The number one thing I struggle with as a Moishe House resident is distinguishing personal and public relationships, and knowing when I get to exercise which kind of relationship.
The most obvious place this comes up is Shabbat. At our house, we typically have 40-100 people over every other Friday night. This group usually includes some of my closest friends and another several people I love and don't get to see enough. However, it also includes people I have relationships with through Moishe House projects but don't seem to connect to well personally, other people I am trying to get more involved in Moishe House projects, newcomers who I feel obligated to welcome and chat with, and of course some others who are Moishe House regulars but have a hard time finding people to talk with them.
I struggle with understanding how to manage my time and relationships in this situation. In some ways I feel obligated to talk to the new people and to care for the outliers. On the other hand, I feel pressured to reach out to the people I am trying to recruit for projects and events. I also feel guilty not trying to connect to the people who I have a more working relationship with through projects- they are here for community after all! Meanwhile, this is all happening on Friday night, when I am tired after a full week of my day job, and I just want to hang out with my friends! Even if I had the discipline to focus my attention on my role as a housemate, my friends don't appreciate coming to my house and being ignored by me. Every week I struggle to navigate these dynamics.

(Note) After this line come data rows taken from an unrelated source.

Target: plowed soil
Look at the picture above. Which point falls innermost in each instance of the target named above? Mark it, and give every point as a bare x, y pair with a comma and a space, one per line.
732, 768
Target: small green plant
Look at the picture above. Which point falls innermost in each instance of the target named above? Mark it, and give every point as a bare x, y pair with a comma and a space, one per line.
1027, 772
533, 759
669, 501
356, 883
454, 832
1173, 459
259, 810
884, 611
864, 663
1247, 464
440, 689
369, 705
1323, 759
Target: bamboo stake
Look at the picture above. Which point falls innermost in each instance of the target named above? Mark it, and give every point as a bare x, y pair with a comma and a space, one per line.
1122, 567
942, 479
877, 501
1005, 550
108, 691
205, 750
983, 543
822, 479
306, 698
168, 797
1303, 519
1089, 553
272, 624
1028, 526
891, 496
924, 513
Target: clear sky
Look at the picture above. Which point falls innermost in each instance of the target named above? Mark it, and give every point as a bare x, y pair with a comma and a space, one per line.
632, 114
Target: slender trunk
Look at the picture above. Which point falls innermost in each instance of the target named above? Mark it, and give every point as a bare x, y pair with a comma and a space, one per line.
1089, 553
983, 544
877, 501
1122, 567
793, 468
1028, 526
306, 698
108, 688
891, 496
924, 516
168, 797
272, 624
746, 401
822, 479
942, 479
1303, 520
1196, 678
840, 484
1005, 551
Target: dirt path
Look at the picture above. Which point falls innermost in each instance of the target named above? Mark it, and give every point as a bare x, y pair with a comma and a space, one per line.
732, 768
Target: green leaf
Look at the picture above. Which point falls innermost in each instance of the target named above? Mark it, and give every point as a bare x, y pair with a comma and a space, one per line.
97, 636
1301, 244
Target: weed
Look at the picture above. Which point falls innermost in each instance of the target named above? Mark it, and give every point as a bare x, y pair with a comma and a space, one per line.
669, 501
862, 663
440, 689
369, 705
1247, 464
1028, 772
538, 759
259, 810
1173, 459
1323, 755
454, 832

The best solution I have come up with so far is to alternate the weeks I am more focused on my strengthening my public relationships versus enjoying my personal ones. It doesn't totally work though, because you can't just chat someone up one week and ignore them the next.
Distinguishing public and private relationships also gets particularly tricky when the situation involves a person interested in dating women. Just this week I e-mailed a man who keeps showing up to my meetings to get coffee- I was interested to see what excites him about Moishe House and if he could take more leadership in the projects he seems interested in. He responded tentatively, I think he was confused about whether or not he was being asked out. In another example, I had been working with a man on Moishe/Kavod projects for several weeks before he confessed he was interested in me, I had to explain I really had been calling just to meet about the work. On the other hand, one Shabbas I started chatting up this guy I had never seen in the house before. I was just trying to do my job and be friendly, but he gave me the cold shoulder. I later realized he thought I was hitting on him. The worst example, however, came last month. A man I was interested in e-mailed me asking me about Moishe/Kavod events he should come to. In an effort not to get too excited, I assumed he was interested in Moishe/Kavod not me, and responded to a very exciting date offer with a professional e-mail about upcoming Moishe/House events. Eventually he had to send me an e-mail clarifying his intent. I really have no idea what to do about this problem.